Hiring the wrong person can have serious implications for companies. More than one-half of employers in each of the 10 largest world economies said that a bad hire (someone who turned out not to be a good fit for the job or did not perform it well) has negatively impacted their business, pointing to a significant loss in revenue or productivity or challenges with employee morale and client relations, according to a survey by CareerBuilder.
Among those reporting having had a bad hire, 27 per cent of United States employers reported a single bad hire cost more than $50,000. In the eurozone, bad hires were most expensive in Germany, with 29 per cent reporting costs of 50,000 euros ($65,231) or more. In the United Kingdom, 27 per cent of companies say bad hire costs more than 50,000 British pounds ($77,192). Three in 10 Indian employers (29 per cent) reported the average bad hire cost more than 2 million Indian rupees ($37,150), and nearly one-half (48 per cent) of surveyed employers in China reported costs exceeding 300,000 CNY ($48,734), found the poll of 6,000 hiring managers across the globe.
The BRIC countries (Brazil, Russia, India and China) — markets that house the largest number of employers planning to increase the hiring of full-time employees this year — were the most likely to report being affected by a bad hire in the last year.
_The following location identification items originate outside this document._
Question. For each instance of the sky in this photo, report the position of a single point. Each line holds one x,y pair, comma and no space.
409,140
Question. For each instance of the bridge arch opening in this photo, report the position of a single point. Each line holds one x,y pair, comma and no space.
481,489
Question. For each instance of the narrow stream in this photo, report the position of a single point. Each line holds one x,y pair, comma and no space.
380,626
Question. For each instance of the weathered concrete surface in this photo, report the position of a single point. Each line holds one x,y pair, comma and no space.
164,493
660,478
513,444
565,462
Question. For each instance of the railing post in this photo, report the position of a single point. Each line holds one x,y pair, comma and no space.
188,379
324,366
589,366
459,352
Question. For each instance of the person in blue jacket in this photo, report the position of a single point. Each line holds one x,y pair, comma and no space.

However, the majority of employers in all top 10 markets reported similar experiences.
• Russia (88 per cent)
• Brazil (87 per cent)
• China (87 percent)
• India (84 per cent)
• United States (66 per cent)
• Italy (66 per cent)
• United Kingdom (62 per cent)
• Japan (59 per cent)
• Germany (58 per cent)
• France (53 per cent).
“Making a wrong decision regarding a hire can have several adverse consequences across an organization,” said Matt Ferguson, CEO of CareerBuilder. “When you add up missed sales opportunities, strained client and employee relations, potential legal issues and resources to hire and train candidates, the cost can be considerable. Employers are taking longer to extend offers post-recession as they assess whether a candidate really is the best fit for the job and their company culture.”
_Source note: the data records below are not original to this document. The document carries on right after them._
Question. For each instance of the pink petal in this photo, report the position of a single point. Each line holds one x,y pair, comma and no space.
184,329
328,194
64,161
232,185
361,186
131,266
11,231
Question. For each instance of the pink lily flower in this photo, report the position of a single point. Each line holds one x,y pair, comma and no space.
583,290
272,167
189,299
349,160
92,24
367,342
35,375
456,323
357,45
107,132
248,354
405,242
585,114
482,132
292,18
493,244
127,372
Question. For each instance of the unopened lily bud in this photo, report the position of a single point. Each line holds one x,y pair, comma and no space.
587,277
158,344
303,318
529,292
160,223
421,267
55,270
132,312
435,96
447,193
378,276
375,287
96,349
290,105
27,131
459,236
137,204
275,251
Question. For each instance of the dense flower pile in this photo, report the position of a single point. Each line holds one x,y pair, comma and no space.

When it comes to negative impacts, the BRIC countries were generally more likely to report a variety of negative effects tied to a bad hire such as productivity and revenue losses while U.S. ranked high in citing an impact on employee morale and cost to recruit and train another worker. European countries ranked lower in almost every category, which may in part be attributed to slower hiring in those markets.